Within the Reward Eras there are quarterly increments that we can analyze as key timing elements. You can find these quarterly dates here: https://en.bitcoin.it/wiki/Controlled_supply. We only have a single Reward Era of relevant value as the first Era included and extended period of time where price was virtually $0.00. Breaking the Bitcoin chart into these quarters provides a delineation of it's extended price history. The two most striking observations that can be made are that of mean reversion and pattern repetition.
By starting a ray at the beginning of the halving event in on 11-26-2012 and extending it through the first quarter we can establish a mean fair value. The last 4 years of Bitcoin have witnessed amazing and cataclysmic events including the MTGOX fiasco, Silk Road hacks and Fed selloffs, and Winklevii pump. Despite these market shocks price has returned the fair value mean established in the first quarter of the Reward Era.
By looking in isolation at the first quarter of the current Reward Era and then expanding the view to the Reward Era as a whole a repetition of Bubbles can be observed. Long time Bitcoin enthusiasts will know that the 2013 bubbles were not the first and second in Bitcoin's history but more like the third and fourth overall. In spite of both these Bubbles the overall fair value of Bitcoin price reverted back to an increasing fair value mean.

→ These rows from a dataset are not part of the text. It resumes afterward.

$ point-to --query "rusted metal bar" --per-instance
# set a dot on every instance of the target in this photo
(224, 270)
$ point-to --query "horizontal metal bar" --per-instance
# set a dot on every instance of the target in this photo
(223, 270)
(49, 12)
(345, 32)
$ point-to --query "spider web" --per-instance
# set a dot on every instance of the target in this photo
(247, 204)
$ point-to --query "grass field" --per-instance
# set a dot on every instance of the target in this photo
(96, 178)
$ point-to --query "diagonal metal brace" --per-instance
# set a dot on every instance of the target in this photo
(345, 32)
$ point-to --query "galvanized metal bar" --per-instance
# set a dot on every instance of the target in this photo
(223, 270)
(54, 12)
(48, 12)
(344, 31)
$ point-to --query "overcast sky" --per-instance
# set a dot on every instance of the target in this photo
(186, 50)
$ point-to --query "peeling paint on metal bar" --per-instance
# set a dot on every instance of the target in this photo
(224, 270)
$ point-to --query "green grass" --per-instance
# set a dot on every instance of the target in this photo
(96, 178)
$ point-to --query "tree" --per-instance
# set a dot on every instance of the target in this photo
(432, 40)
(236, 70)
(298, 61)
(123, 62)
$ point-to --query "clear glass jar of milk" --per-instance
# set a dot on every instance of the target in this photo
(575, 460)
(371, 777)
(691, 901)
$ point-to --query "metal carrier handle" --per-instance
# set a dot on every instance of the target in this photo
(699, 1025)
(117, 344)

So what can we draw from this? No actionable conclusions yet; only observations to carry into the next Reward Era. It would behoove traders to take note of the tenor of price action during the first quarter of the new Reward Era to see how the change in supply suggests a new fair value trajectory over the course of the remaining three quarters. This I believe is the most prescient observation of supply fundamentals and price. It is also possible that two bubbles will occur; the first perhaps occurring in the first quarter, the second occurring in the second, with the final quarters consolidating to the mean. The latter of these observations is the most subjective as it will entirely depend on the emotions of traders.